Tuesday, November 2, 2010

Syntax

Parts of speech, or word categories, indicate what words usually do, or may be expected to do. Some of these categories - such as nouns and pronouns - make sense when we consider words in isolation. Others - such as conjunctions or prepositions - only make sense within a longer structure, a phrase, clause or sentence.


Note that these three terms are traditional, and do not easily describe how strings of language work. All are broad categories. The sentence, especially, is much more characteristic of written than of spoken English, and of formal rather than informal usage. Alternatively, we may say that spoken English contains sentence types not usually found in writing.
The internal grammar of phrases, clauses and sentences refers to the principles (sometimes mistakenly called “rules”) of structure and organization. Be aware of the tension between model structures devised for textbooks and guides for learners of the language, and the syntax of real sentences (those you have found in speech or writing), which you are subjecting to analysis.

A phrase is a useful all-purpose name for any short sequence of words (or even a single word, considered as an element in the structure of a clause or sentence), especially a grouping which could be replaced by a single word.

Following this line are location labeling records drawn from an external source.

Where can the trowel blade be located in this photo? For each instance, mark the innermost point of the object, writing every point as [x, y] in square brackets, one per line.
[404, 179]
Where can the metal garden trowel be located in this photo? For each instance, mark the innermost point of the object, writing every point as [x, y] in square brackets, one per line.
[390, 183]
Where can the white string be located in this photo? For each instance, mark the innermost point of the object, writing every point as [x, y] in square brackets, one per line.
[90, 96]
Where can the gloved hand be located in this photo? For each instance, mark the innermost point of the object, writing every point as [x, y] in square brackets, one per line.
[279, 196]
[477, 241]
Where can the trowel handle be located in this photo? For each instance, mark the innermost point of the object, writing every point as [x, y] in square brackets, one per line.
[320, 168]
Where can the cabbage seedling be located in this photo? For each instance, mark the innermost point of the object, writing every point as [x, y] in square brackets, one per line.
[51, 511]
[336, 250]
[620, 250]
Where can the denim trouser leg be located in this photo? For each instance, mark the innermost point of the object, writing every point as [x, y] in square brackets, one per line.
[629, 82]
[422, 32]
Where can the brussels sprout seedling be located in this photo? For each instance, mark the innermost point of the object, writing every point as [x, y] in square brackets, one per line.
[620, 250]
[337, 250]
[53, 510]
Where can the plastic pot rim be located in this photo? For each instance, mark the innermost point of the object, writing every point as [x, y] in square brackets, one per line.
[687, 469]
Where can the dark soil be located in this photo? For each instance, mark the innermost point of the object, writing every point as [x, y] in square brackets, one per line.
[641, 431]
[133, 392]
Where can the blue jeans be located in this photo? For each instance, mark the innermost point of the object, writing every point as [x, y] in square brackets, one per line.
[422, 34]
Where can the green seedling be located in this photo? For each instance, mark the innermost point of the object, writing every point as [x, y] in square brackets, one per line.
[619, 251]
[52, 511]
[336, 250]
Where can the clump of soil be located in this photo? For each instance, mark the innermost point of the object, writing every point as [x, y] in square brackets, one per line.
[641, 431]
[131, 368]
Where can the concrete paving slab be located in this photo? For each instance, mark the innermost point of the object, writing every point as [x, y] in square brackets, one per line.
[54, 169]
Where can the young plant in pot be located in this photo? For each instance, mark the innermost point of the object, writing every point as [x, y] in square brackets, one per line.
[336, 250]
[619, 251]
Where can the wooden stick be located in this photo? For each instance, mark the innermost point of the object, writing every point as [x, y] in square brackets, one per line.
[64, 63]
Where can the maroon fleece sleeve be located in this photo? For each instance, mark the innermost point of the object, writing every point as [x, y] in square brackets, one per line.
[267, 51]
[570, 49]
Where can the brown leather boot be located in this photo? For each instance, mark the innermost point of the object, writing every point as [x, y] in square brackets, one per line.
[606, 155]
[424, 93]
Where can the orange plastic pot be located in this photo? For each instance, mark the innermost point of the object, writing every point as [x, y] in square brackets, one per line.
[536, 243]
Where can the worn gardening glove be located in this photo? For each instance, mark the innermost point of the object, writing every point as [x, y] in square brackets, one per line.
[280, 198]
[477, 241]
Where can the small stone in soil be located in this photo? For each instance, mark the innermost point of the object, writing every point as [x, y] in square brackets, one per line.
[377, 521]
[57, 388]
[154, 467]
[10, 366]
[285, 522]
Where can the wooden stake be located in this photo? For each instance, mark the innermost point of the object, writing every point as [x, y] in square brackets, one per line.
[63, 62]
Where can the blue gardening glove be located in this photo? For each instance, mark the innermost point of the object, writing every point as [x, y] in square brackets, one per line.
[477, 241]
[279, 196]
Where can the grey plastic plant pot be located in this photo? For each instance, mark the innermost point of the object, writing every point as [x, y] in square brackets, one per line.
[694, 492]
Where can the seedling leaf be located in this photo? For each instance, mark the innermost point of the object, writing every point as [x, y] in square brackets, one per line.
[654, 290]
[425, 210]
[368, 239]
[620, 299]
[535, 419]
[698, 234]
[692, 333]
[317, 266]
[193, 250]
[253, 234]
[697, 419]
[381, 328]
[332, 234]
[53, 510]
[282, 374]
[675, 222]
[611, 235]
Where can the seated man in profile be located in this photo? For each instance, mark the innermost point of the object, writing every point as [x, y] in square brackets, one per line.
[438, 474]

A phrase which works like, or equates to, a noun is a noun phrase, one which qualifies a verb is an adverb phrase and so on.
A clause may be short or long, but must contain at least one main, finite verb. A short clause may in fact be identical with a verb phrase: the two terms reflect differences of emphasis or analysis in regard to the language string in question.
  • If you are analysing a sentence, you will look first for clauses;
  • if you wish to see how words have been combined in simple sequences, you will look for phrases.
Phrases are especially important for analysing spoken data, and some kinds of written text (such as advertisements or information leaflets) where (written) sentence forms are not considered essential.